Amber’s back story is complicated by an arranged marriage abroad with a thoroughly vile suitor KD brilliantly played by Jan Uddin whose swaggering arrogance and misogynist attitude to women is utterly repellent and he already has a pregnant girlfriend Tracey (Emily Atack) an equally repellent and foul mouthed chav. Both Amber and KD, who wants to marry Amber’s younger sister, have secrets and Amber’s is a film clip recording of her and Keitel romping which will bring shame and ultimately lead to her being ostracised by her family if the clip is made public which is where Byrne is dragged into the proceedings with his loyalty to his former employer meaning that he must prevent it from being seen by Keitel’s widow and slimy son.
For a film that is co-written by two white screenwriters this is an extremely perceptive insight into an Asian subculture where the young men adopt a shockingly misogynistic attitude and a belligerently aggressive swagger as wannabe gangster’s to all around them whilst at the same time wanting to keep their tradition observing family’s happy. Rather than the gritty urban revenge thriller that the poster suggests this is ultimately deals with a clash of cultures and hypocrisy.
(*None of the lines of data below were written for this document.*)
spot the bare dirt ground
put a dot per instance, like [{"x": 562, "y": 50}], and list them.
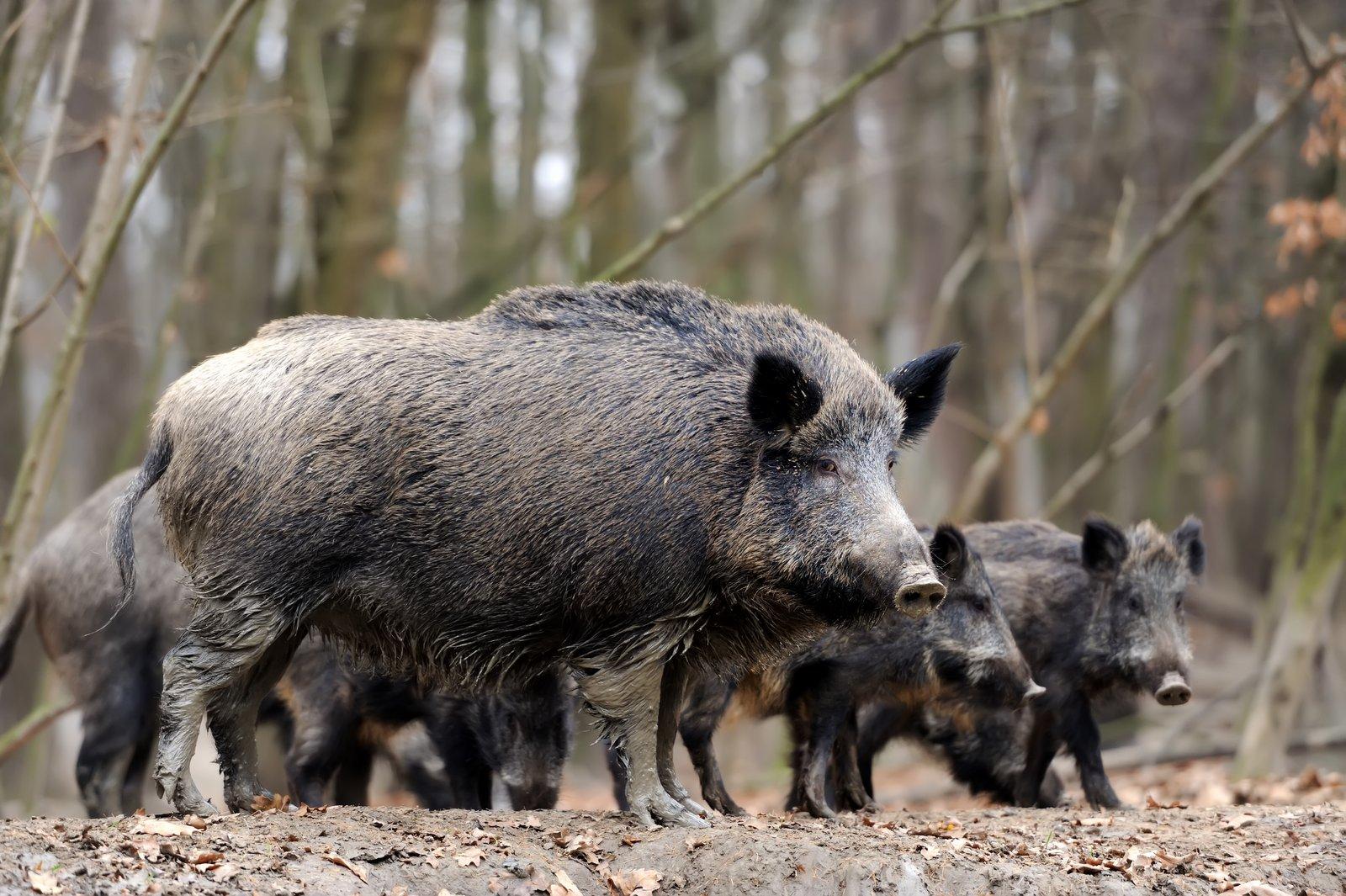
[{"x": 1287, "y": 837}]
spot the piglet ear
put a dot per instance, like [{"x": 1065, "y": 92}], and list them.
[
  {"x": 919, "y": 384},
  {"x": 949, "y": 552},
  {"x": 1190, "y": 547},
  {"x": 1104, "y": 547},
  {"x": 781, "y": 395}
]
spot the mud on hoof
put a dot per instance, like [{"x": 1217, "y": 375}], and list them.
[
  {"x": 656, "y": 809},
  {"x": 183, "y": 795}
]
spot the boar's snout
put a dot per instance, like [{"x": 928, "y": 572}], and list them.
[
  {"x": 1173, "y": 691},
  {"x": 919, "y": 595},
  {"x": 1034, "y": 692}
]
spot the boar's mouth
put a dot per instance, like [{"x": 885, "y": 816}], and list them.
[{"x": 919, "y": 594}]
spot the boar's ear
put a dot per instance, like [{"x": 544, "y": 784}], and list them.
[
  {"x": 781, "y": 395},
  {"x": 919, "y": 385},
  {"x": 949, "y": 552},
  {"x": 1190, "y": 547},
  {"x": 1104, "y": 547}
]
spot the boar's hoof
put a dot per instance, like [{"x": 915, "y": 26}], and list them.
[
  {"x": 1173, "y": 691},
  {"x": 182, "y": 795},
  {"x": 656, "y": 808},
  {"x": 919, "y": 597}
]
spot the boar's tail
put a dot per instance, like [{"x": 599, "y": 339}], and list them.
[
  {"x": 121, "y": 543},
  {"x": 10, "y": 630}
]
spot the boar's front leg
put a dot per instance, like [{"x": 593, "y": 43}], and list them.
[
  {"x": 628, "y": 701},
  {"x": 670, "y": 702},
  {"x": 1042, "y": 748},
  {"x": 1080, "y": 731}
]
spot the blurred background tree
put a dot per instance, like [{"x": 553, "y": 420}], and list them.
[{"x": 1153, "y": 186}]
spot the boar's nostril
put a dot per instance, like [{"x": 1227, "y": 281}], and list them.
[
  {"x": 1173, "y": 691},
  {"x": 919, "y": 597}
]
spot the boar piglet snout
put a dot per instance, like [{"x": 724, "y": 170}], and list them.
[{"x": 1173, "y": 691}]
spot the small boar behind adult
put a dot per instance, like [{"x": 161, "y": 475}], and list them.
[{"x": 614, "y": 476}]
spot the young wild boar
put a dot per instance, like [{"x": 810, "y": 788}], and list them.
[
  {"x": 630, "y": 480},
  {"x": 481, "y": 736},
  {"x": 962, "y": 653},
  {"x": 111, "y": 664},
  {"x": 983, "y": 747},
  {"x": 444, "y": 748},
  {"x": 1094, "y": 615}
]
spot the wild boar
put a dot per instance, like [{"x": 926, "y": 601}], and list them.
[{"x": 632, "y": 480}]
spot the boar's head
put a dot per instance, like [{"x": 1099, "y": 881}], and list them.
[
  {"x": 529, "y": 734},
  {"x": 1139, "y": 631},
  {"x": 972, "y": 646},
  {"x": 821, "y": 517}
]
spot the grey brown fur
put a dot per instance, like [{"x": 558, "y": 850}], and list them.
[
  {"x": 109, "y": 660},
  {"x": 633, "y": 480},
  {"x": 1097, "y": 615}
]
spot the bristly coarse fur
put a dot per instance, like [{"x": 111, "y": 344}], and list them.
[{"x": 426, "y": 489}]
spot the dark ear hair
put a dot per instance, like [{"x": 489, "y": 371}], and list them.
[
  {"x": 1190, "y": 547},
  {"x": 781, "y": 395},
  {"x": 919, "y": 385},
  {"x": 949, "y": 552},
  {"x": 1104, "y": 548}
]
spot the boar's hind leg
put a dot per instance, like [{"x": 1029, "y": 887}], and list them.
[
  {"x": 700, "y": 718},
  {"x": 232, "y": 714},
  {"x": 670, "y": 701},
  {"x": 628, "y": 702},
  {"x": 114, "y": 721},
  {"x": 217, "y": 651}
]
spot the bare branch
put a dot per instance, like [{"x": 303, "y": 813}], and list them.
[
  {"x": 1128, "y": 442},
  {"x": 10, "y": 305},
  {"x": 27, "y": 491},
  {"x": 713, "y": 199},
  {"x": 1174, "y": 220}
]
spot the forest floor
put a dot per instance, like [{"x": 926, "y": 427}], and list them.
[{"x": 1290, "y": 839}]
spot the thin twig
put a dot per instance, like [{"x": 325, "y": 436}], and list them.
[
  {"x": 1174, "y": 220},
  {"x": 27, "y": 493},
  {"x": 35, "y": 209},
  {"x": 1130, "y": 440},
  {"x": 713, "y": 199},
  {"x": 30, "y": 727},
  {"x": 10, "y": 305}
]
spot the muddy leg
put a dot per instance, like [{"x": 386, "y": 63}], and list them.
[
  {"x": 233, "y": 723},
  {"x": 670, "y": 702},
  {"x": 617, "y": 767},
  {"x": 1042, "y": 748},
  {"x": 702, "y": 713},
  {"x": 851, "y": 790},
  {"x": 628, "y": 701},
  {"x": 828, "y": 718}
]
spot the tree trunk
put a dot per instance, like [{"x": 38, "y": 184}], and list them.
[{"x": 357, "y": 201}]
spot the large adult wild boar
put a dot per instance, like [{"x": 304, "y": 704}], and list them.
[{"x": 632, "y": 480}]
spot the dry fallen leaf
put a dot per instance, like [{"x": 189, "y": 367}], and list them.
[
  {"x": 567, "y": 886},
  {"x": 44, "y": 883},
  {"x": 697, "y": 841},
  {"x": 1236, "y": 822},
  {"x": 1154, "y": 803},
  {"x": 474, "y": 856},
  {"x": 345, "y": 862},
  {"x": 162, "y": 826},
  {"x": 641, "y": 882}
]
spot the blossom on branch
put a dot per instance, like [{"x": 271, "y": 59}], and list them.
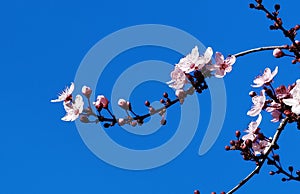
[
  {"x": 86, "y": 91},
  {"x": 124, "y": 104},
  {"x": 73, "y": 109},
  {"x": 252, "y": 129},
  {"x": 178, "y": 79},
  {"x": 101, "y": 102},
  {"x": 294, "y": 102},
  {"x": 194, "y": 61},
  {"x": 66, "y": 95},
  {"x": 258, "y": 104},
  {"x": 266, "y": 78},
  {"x": 222, "y": 65}
]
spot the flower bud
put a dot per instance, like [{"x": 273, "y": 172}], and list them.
[
  {"x": 86, "y": 91},
  {"x": 121, "y": 121},
  {"x": 196, "y": 192},
  {"x": 133, "y": 123},
  {"x": 101, "y": 102},
  {"x": 180, "y": 93},
  {"x": 124, "y": 104},
  {"x": 84, "y": 119},
  {"x": 277, "y": 53},
  {"x": 237, "y": 134}
]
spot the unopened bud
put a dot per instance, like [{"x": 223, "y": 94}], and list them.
[
  {"x": 121, "y": 121},
  {"x": 277, "y": 53},
  {"x": 196, "y": 192},
  {"x": 252, "y": 94},
  {"x": 84, "y": 119},
  {"x": 86, "y": 91},
  {"x": 237, "y": 134}
]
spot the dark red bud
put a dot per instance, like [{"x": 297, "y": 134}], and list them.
[
  {"x": 165, "y": 95},
  {"x": 276, "y": 157},
  {"x": 227, "y": 148},
  {"x": 147, "y": 103},
  {"x": 248, "y": 143},
  {"x": 237, "y": 134},
  {"x": 232, "y": 142}
]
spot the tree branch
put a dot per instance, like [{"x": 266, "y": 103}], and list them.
[
  {"x": 259, "y": 49},
  {"x": 260, "y": 164}
]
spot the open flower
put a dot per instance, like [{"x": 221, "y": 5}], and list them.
[
  {"x": 222, "y": 65},
  {"x": 66, "y": 95},
  {"x": 266, "y": 78},
  {"x": 252, "y": 129},
  {"x": 101, "y": 102},
  {"x": 124, "y": 104},
  {"x": 260, "y": 147},
  {"x": 258, "y": 104},
  {"x": 178, "y": 79},
  {"x": 194, "y": 61},
  {"x": 294, "y": 102},
  {"x": 73, "y": 109},
  {"x": 87, "y": 91}
]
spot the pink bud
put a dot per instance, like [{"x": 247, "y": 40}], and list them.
[
  {"x": 84, "y": 119},
  {"x": 124, "y": 104},
  {"x": 277, "y": 53},
  {"x": 133, "y": 123},
  {"x": 86, "y": 91},
  {"x": 101, "y": 101},
  {"x": 121, "y": 121}
]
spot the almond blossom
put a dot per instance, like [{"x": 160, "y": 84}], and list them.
[
  {"x": 222, "y": 65},
  {"x": 73, "y": 109},
  {"x": 65, "y": 95},
  {"x": 194, "y": 61},
  {"x": 258, "y": 104},
  {"x": 178, "y": 79},
  {"x": 260, "y": 146},
  {"x": 266, "y": 78},
  {"x": 101, "y": 102},
  {"x": 87, "y": 91},
  {"x": 252, "y": 129},
  {"x": 124, "y": 104},
  {"x": 294, "y": 102},
  {"x": 274, "y": 110}
]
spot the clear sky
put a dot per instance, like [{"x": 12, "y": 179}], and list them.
[{"x": 42, "y": 46}]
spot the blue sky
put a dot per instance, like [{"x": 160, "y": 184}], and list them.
[{"x": 42, "y": 46}]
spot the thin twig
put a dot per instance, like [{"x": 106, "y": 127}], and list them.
[
  {"x": 259, "y": 49},
  {"x": 260, "y": 164}
]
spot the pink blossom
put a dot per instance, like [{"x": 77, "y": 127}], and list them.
[
  {"x": 277, "y": 53},
  {"x": 124, "y": 104},
  {"x": 101, "y": 101},
  {"x": 274, "y": 110},
  {"x": 266, "y": 78},
  {"x": 194, "y": 61},
  {"x": 65, "y": 95},
  {"x": 252, "y": 129},
  {"x": 73, "y": 109},
  {"x": 282, "y": 92},
  {"x": 294, "y": 102},
  {"x": 87, "y": 91},
  {"x": 258, "y": 104},
  {"x": 260, "y": 147},
  {"x": 222, "y": 65},
  {"x": 178, "y": 79}
]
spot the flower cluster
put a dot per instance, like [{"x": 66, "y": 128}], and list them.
[
  {"x": 194, "y": 68},
  {"x": 281, "y": 102}
]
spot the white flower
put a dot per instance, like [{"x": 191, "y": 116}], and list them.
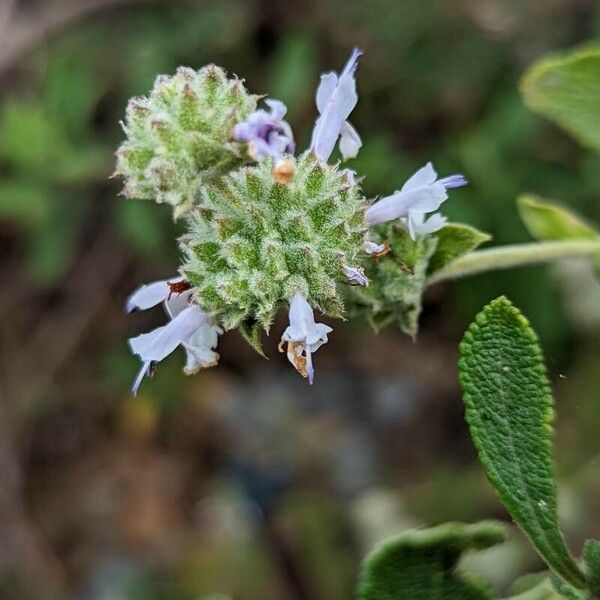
[
  {"x": 418, "y": 226},
  {"x": 188, "y": 326},
  {"x": 266, "y": 133},
  {"x": 356, "y": 275},
  {"x": 423, "y": 193},
  {"x": 303, "y": 336},
  {"x": 376, "y": 250},
  {"x": 336, "y": 98}
]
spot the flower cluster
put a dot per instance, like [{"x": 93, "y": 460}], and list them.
[{"x": 266, "y": 229}]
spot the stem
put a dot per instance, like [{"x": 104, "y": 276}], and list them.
[{"x": 515, "y": 255}]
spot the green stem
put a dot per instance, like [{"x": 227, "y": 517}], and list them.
[{"x": 515, "y": 255}]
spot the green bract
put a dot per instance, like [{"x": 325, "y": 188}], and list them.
[
  {"x": 509, "y": 409},
  {"x": 180, "y": 136},
  {"x": 253, "y": 243}
]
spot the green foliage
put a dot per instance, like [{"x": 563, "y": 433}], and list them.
[
  {"x": 551, "y": 221},
  {"x": 566, "y": 89},
  {"x": 180, "y": 136},
  {"x": 397, "y": 281},
  {"x": 253, "y": 243},
  {"x": 509, "y": 409},
  {"x": 455, "y": 240},
  {"x": 591, "y": 558},
  {"x": 422, "y": 564}
]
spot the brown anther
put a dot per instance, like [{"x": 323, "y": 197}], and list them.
[
  {"x": 177, "y": 287},
  {"x": 295, "y": 356},
  {"x": 284, "y": 172}
]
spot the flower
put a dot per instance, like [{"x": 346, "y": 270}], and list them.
[
  {"x": 303, "y": 336},
  {"x": 423, "y": 193},
  {"x": 188, "y": 326},
  {"x": 266, "y": 133},
  {"x": 418, "y": 226},
  {"x": 376, "y": 250},
  {"x": 356, "y": 275},
  {"x": 336, "y": 98}
]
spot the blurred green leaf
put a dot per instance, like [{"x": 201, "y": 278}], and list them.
[
  {"x": 509, "y": 409},
  {"x": 422, "y": 564},
  {"x": 566, "y": 89},
  {"x": 547, "y": 220},
  {"x": 454, "y": 240},
  {"x": 25, "y": 201},
  {"x": 251, "y": 332},
  {"x": 591, "y": 558},
  {"x": 294, "y": 71},
  {"x": 145, "y": 227},
  {"x": 51, "y": 249},
  {"x": 31, "y": 140}
]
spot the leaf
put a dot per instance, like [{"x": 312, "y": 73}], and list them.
[
  {"x": 251, "y": 332},
  {"x": 591, "y": 559},
  {"x": 25, "y": 201},
  {"x": 421, "y": 564},
  {"x": 146, "y": 227},
  {"x": 566, "y": 90},
  {"x": 509, "y": 409},
  {"x": 547, "y": 220},
  {"x": 454, "y": 240},
  {"x": 397, "y": 281},
  {"x": 550, "y": 588}
]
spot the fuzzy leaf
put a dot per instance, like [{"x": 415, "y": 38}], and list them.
[
  {"x": 566, "y": 89},
  {"x": 454, "y": 240},
  {"x": 509, "y": 409},
  {"x": 397, "y": 281},
  {"x": 591, "y": 558},
  {"x": 551, "y": 221},
  {"x": 421, "y": 564},
  {"x": 251, "y": 331}
]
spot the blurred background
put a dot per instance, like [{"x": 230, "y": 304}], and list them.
[{"x": 242, "y": 482}]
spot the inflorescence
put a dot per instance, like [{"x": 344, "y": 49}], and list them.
[{"x": 266, "y": 229}]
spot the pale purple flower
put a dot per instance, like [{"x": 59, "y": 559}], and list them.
[
  {"x": 375, "y": 249},
  {"x": 423, "y": 193},
  {"x": 418, "y": 226},
  {"x": 303, "y": 336},
  {"x": 336, "y": 98},
  {"x": 188, "y": 326},
  {"x": 266, "y": 133},
  {"x": 356, "y": 275}
]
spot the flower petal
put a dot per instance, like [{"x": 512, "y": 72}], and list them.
[
  {"x": 356, "y": 275},
  {"x": 157, "y": 344},
  {"x": 350, "y": 141},
  {"x": 199, "y": 348},
  {"x": 325, "y": 90},
  {"x": 423, "y": 177},
  {"x": 418, "y": 226},
  {"x": 336, "y": 109}
]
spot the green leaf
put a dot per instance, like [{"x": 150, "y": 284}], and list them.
[
  {"x": 550, "y": 588},
  {"x": 454, "y": 240},
  {"x": 591, "y": 558},
  {"x": 251, "y": 332},
  {"x": 421, "y": 564},
  {"x": 146, "y": 227},
  {"x": 547, "y": 220},
  {"x": 397, "y": 281},
  {"x": 509, "y": 409},
  {"x": 566, "y": 89}
]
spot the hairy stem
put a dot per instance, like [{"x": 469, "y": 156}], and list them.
[{"x": 515, "y": 255}]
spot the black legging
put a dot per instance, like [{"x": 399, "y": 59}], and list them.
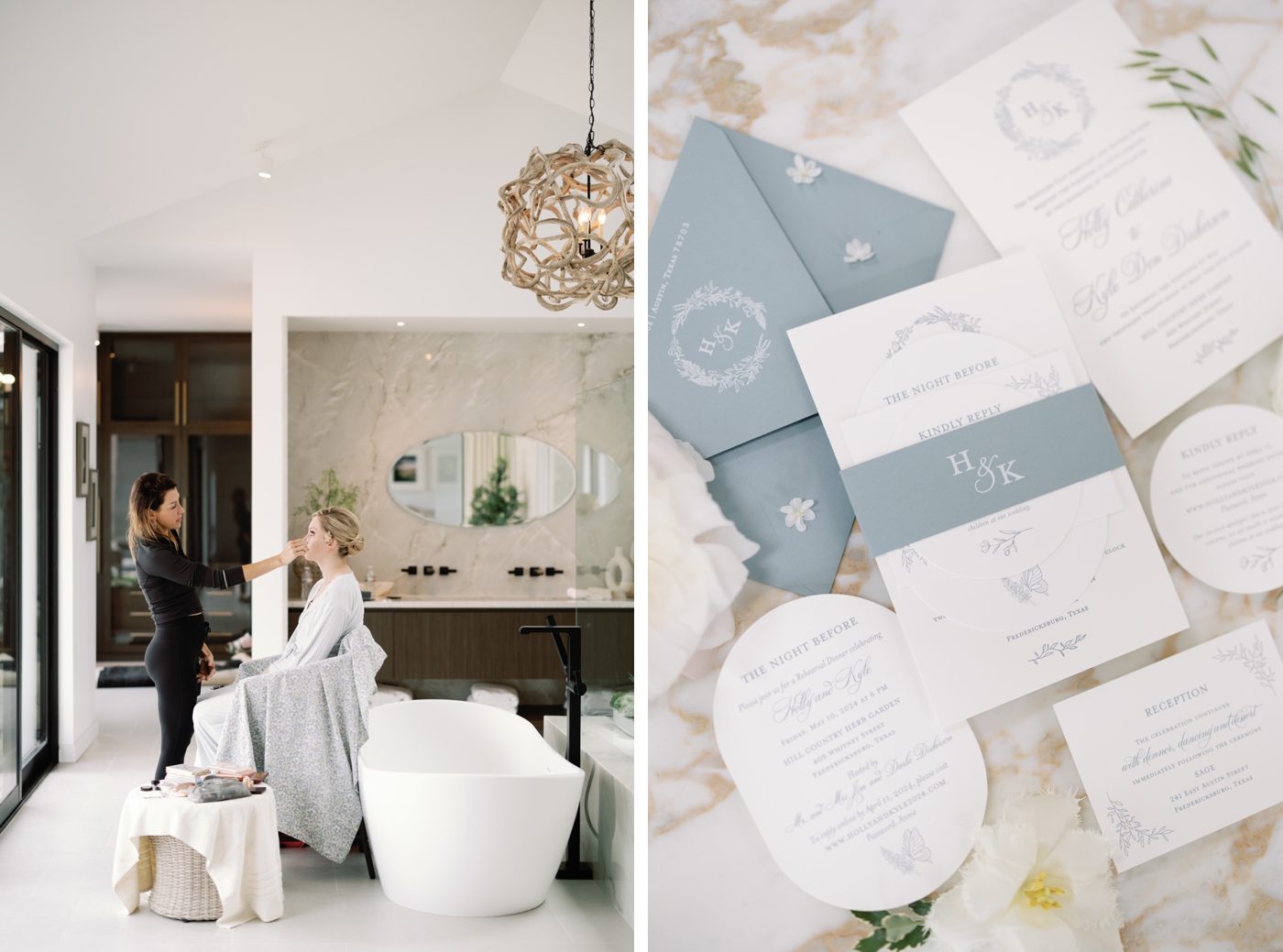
[{"x": 173, "y": 662}]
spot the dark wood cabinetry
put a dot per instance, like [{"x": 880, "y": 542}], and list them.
[
  {"x": 175, "y": 403},
  {"x": 484, "y": 643}
]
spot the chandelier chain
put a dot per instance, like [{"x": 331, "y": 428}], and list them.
[{"x": 592, "y": 44}]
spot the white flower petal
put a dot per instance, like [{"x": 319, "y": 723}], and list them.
[
  {"x": 1081, "y": 859},
  {"x": 1052, "y": 815},
  {"x": 953, "y": 926},
  {"x": 1049, "y": 935},
  {"x": 1003, "y": 861},
  {"x": 1103, "y": 939}
]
For a first time feature director Misra this is a decent debut and would likely be accused of an inaccurate portrayal of Asian culture whereas it’s a life style he claims to have directly experienced. It’s unlikely to please the residents of Bradford where its set portraying the city with a significant cultural problem where who can only talk the talk but it makes a change to see the males for once not cast as terrorists though in fairness how they’re seen here is hardly a positive role model. Overlong, it’s in need of some editing and the story does meander in the third act unsure as to whether it wants to address an East/West culture clash or be a thriller but his contrasting shots of a derelict church followed by a newly built mosque is telling. Misra’s debut shows promise.